- EOS creator Dan Larimer has revealed his fourth blockchain project: Clarion.
- It has similar aims to his previous projects, but will be built in a fundamentally different way.
- Larimer hopes Clarion could help bring the "logical decentralization that was intended before Big Tech locked us into their services and stopped producing tools that empower people."
Blockchain developer Dan Larimer has announced his next project, called Clarion. Similar to many of his previous projects, Clarion will be focused on decentralized networking, enabling people to communicate without relying on trusted third parties.
Larimer is known for creating multiple prominent blockchain projects. In 2013, he built BitShares as a way of exchanging fiat money for cryptocurrency. In 2016, he founded Steem, a decentralized content network, which later suffered a blockchain war, evolving into Hive. And in 2017, he created blockchain platform EOS, which raised $5 billion in the world’s biggest ICO. And now he’s starting anew.
“Clarion OS is just getting started and is in the early design stage. We are assembling a team of developers to build the first prototypes,” wrote Larimer on coding community GitHub.

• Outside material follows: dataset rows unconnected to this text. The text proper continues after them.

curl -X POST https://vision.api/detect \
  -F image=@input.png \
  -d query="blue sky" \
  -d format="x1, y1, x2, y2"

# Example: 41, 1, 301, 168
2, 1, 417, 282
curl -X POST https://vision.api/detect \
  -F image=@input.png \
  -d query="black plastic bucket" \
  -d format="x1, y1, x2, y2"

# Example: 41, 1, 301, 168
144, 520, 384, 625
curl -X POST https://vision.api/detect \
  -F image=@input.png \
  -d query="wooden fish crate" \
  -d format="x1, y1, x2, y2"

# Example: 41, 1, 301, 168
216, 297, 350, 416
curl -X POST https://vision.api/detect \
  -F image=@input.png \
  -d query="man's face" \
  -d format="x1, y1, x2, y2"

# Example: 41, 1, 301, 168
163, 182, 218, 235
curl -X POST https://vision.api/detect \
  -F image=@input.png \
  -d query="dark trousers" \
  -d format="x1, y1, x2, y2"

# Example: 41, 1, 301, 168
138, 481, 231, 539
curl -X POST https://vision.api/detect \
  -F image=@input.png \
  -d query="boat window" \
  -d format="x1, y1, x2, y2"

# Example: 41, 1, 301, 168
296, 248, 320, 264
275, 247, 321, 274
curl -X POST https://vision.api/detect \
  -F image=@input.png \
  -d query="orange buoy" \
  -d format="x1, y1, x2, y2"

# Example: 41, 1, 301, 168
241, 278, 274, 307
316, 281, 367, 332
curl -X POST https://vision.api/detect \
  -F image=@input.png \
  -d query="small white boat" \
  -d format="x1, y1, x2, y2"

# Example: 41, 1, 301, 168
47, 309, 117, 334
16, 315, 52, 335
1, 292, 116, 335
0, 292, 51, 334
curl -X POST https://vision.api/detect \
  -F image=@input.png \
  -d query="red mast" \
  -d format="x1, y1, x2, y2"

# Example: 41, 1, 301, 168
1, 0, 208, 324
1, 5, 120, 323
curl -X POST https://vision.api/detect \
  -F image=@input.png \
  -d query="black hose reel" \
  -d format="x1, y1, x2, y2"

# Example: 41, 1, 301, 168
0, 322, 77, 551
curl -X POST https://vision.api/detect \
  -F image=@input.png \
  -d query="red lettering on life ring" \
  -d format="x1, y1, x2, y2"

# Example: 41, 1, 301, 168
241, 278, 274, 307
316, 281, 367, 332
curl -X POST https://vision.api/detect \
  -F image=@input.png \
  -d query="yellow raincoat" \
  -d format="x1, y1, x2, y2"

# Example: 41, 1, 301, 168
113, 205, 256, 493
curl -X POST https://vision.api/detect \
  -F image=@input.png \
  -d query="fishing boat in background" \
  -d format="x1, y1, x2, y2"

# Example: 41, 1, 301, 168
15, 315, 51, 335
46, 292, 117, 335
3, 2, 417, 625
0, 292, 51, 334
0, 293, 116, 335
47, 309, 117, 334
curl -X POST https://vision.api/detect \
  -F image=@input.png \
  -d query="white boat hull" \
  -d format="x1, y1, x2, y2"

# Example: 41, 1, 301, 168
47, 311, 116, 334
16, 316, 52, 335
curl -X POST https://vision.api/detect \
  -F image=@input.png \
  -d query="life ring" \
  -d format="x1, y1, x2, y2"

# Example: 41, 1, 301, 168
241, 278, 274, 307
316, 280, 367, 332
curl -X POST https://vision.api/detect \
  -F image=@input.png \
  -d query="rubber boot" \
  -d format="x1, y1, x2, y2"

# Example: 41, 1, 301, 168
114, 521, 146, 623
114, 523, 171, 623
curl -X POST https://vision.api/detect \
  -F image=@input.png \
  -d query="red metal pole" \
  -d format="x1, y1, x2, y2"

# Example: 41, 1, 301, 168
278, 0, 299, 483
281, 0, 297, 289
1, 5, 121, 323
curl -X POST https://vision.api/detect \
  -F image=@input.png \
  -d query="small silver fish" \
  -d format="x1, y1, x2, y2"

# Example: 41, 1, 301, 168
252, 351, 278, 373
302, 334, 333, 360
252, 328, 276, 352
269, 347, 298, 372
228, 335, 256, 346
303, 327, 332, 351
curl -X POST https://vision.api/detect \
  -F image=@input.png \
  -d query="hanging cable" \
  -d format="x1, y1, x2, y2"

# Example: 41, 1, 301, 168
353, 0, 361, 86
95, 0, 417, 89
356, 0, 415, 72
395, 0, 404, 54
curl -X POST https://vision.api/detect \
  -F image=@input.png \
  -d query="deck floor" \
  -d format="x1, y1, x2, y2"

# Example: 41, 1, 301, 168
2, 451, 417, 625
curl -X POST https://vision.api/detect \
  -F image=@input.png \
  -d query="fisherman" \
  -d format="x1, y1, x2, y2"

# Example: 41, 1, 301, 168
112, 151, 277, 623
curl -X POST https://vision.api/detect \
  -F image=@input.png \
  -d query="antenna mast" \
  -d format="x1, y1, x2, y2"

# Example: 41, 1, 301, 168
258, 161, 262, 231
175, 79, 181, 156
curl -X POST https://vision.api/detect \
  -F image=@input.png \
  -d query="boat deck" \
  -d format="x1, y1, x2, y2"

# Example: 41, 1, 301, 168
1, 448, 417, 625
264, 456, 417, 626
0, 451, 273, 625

“This project will be developed in the open and welcomes contributions from anyone interested in restoring the internet to the level of logical decentralization that was intended before Big Tech locked us into their services and stopped producing tools that empower people,” he added.
The core idea behind the Clarion protocol is that it enables people to send messages to each other, in various ways. This will include delayed communication, like email, and immediate communication, like normal messaging. It will also support group chats, and let one person send messages to large groups of people.
Though he’s focusing on the same ultimate goal as in the past—trying to disrupt Facebook and Twitter—this project will be a bit different. Rather than build another blockchain, Clarion will be more of an underlying messaging protocol, similar to the InterPlanetary File System (IPFS), on which Decrypt cross-posts all of our stories.
The focus of Clarion will be to move information around, as opposed to moving value, which is how a blockchain typically works. As a result, it’s less important to ensure that everything is in the right order (essential for Bitcoin to stop people from sending their coins twice). So, it won’t need the same complicated consensus mechanism that blockchains use, such as mining coins. This makes it much more scalable and frees it from many constraints that typical blockchains have.
But the project will still use cryptography, as blockchains do. This means each user will have their own cryptographic entity, controlled by a set of private keys, that identify who they are. This will prevent bad actors from easily impersonating people (as bots on Twitter do daily). But it does mean that, if someone steals someone else’s private keys, then they could steal their identity—at least through this protocol, or anything built on it.
How did EOS fare?
EOS was Larimer’s biggest project to date. The EOS blockchain is set to be the eventual home of Voice, a decentralized social network designed to reward users for posting good content. But for now, Voice is running on a purpose-built network that’s similar to EOS, in case anything goes wrong.
The EOS network is home to a few decentralized applications (dapps) that have plenty of regular users. The biggest by far, according to dapp tracker Dappradar, is Upland, a virtual property game mapped to the real world (unlike Decentraland, an entirely new world). Upland has 11,000 users, who spent $71,000 in the last 24 hours.
The EOS network is fast and cheap to use. As a result, it is currently the most used blockchain platform by network activity, according to network monitor Blocktivity. The network saw 17 million transactions in the last 24 hours, and once saw 81 million transactions in a day. This is higher than Bitcoin, which sees 870,000 transactions per day with an all-time high of 1 million.
While Larimer’s projects have built up some traction in the blockchain space, they haven’t yet made a dent when it comes to disrupting those tech giants. But maybe the fourth time’s a charm.